Data lake. Hadoop is often used to store large amounts of data without the constraints introduced by schemas commonly found in the SQL-based world. It is used as a low-cost compute-cycle platform that supports processing ETL and data quality jobs in parallel using hand-coded or commercial data management technologies. Refined results can then be passed to other systems (e.g., EDWs, analytic marts) as needed.
Sandbox for discovery and analysis. Because Hadoop was designed to deal with volumes of data in a variety of shapes and forms, it can run analytical algorithms. Big data analytics on Hadoop can help your organization operate more efficiently, uncover new opportunities and derive next-level competitive advantage. The sandbox approach provides an opportunity to innovate with minimal investment.
Recommendation systems. One of the most popular analytical uses by some of Hadoop’s largest adopters is for web-based recommendation systems. Facebook – people you may know. LinkedIn – jobs you may be interested in. Netflix, eBay, Hulu – items you may be interested in.
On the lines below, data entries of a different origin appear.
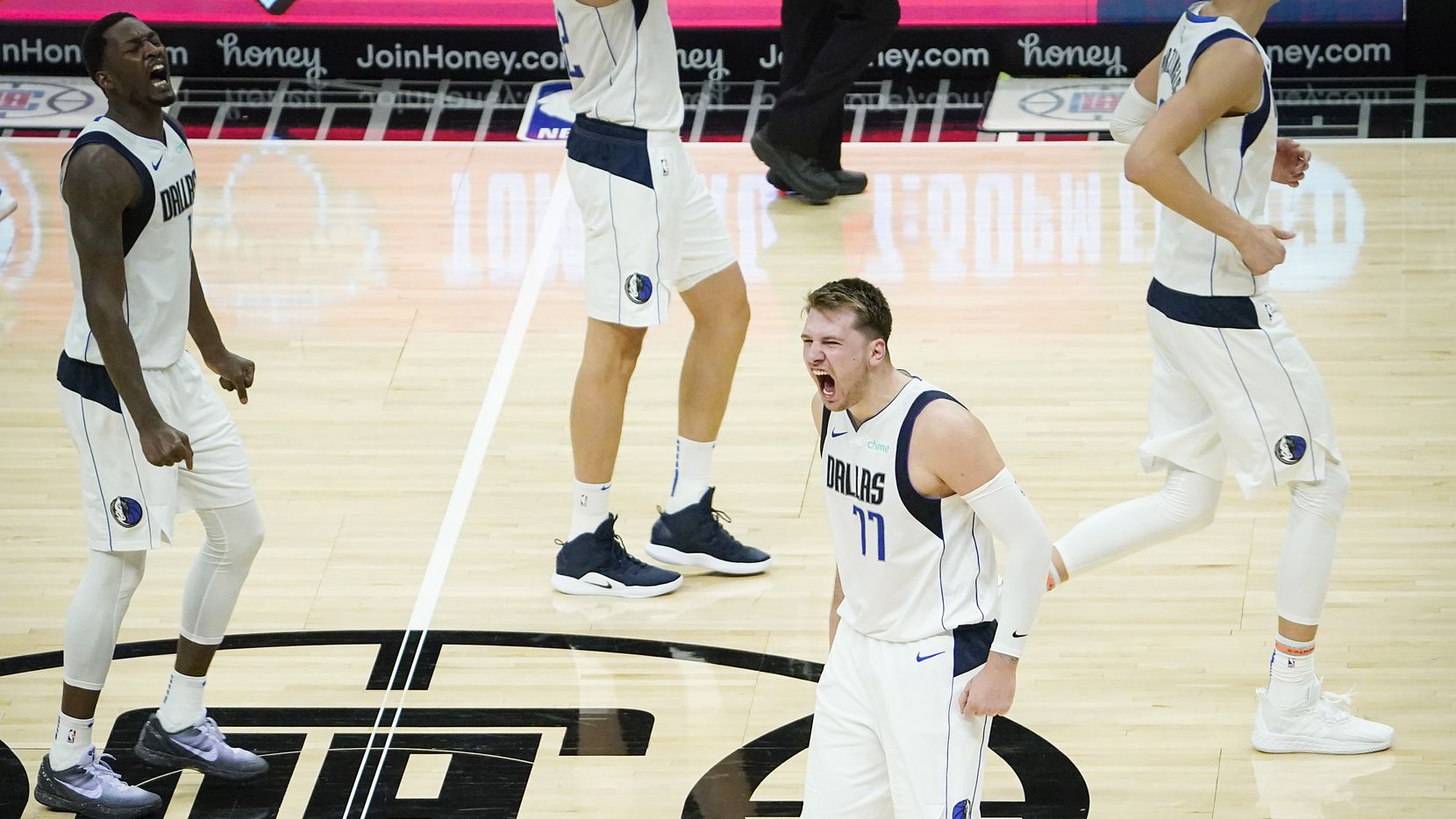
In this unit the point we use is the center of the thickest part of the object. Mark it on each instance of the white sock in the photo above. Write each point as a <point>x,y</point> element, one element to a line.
<point>589,507</point>
<point>182,706</point>
<point>1292,671</point>
<point>72,741</point>
<point>692,474</point>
These systems analyze huge amounts of data in real time to quickly predict preferences before customers leave the web page.
Getting data into Hadoop
Here are just a few ways to get your data into Hadoop.
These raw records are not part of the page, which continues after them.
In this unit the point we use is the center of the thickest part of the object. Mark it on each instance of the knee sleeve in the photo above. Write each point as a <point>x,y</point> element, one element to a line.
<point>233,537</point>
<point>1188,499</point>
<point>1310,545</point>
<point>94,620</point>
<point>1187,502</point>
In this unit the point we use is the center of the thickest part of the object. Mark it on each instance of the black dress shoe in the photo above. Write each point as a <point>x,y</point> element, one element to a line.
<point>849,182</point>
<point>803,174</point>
Load files to the system using simple Java commands. HDFS takes care of making multiple copies of data blocks and distributing them across multiple nodes.
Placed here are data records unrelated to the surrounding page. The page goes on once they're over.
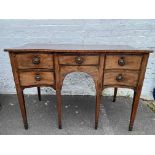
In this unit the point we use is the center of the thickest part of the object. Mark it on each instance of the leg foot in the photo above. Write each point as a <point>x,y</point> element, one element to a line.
<point>130,128</point>
<point>60,126</point>
<point>26,126</point>
<point>96,125</point>
<point>39,93</point>
<point>115,94</point>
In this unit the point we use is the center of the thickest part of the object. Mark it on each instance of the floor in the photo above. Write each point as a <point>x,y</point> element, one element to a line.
<point>78,116</point>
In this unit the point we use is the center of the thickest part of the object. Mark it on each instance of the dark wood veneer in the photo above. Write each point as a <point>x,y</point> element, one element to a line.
<point>48,64</point>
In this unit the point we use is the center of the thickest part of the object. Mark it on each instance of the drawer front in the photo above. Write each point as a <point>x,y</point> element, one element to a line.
<point>30,60</point>
<point>121,78</point>
<point>79,60</point>
<point>36,78</point>
<point>123,62</point>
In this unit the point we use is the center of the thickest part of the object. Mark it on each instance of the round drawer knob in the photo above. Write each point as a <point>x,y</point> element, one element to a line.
<point>36,60</point>
<point>121,61</point>
<point>79,60</point>
<point>37,77</point>
<point>119,78</point>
If you have a large number of files, a shell script that runs multiple “put” commands in parallel will speed up the process. You don’t have to write MapReduce code.
Create a cron job to scan a directory for new files and “put” them in HDFS as they show up. This is useful for things like downloading email at regular intervals.
Mount HDFS as a file system and copy or write files there.
Use Sqoop to import structured data from a relational database to HDFS, Hive and HBase. It can also extract data from Hadoop and export it to relational databases and data warehouses.
Use Flume to continuously load data from logs into Hadoop.
Use third-party vendor connectors (like SAS/ACCESS® or SAS Data Loader for Hadoop).
What are the challenges of using Hadoop?
MapReduce programming is not a good match for all problems. It’s good for simple information requests and problems that can be divided into independent units, but it’s not efficient for iterative and interactive analytic tasks. MapReduce is file-intensive. Because the nodes don’t intercommunicate except through sorts and shuffles, iterative algorithms require multiple map-shuffle/sort-reduce phases to complete. This creates multiple files between MapReduce phases and is inefficient for advanced analytic computing.
There’s a widely acknowledged talent gap. It can be difficult to find entry-level programmers who have sufficient Java skills to be productive with MapReduce. That’s one reason distribution providers are racing to put relational (SQL) technology on top of Hadoop. It is much easier to find programmers with SQL skills than MapReduce skills. And, Hadoop administration seems part art and part science, requiring low-level knowledge of operating systems, hardware and Hadoop kernel settings.
Data security. Another challenge centers around the fragmented data security issues, though new tools and technologies are surfacing. The Kerberos authentication protocol is a great step forward for making Hadoop environments secure.
Full-fledged data management and governance. Hadoop does not have easy-to-use, full-feature tools for data management, data cleansing, governance and metadata. Especially lacking are tools for data quality and standardization.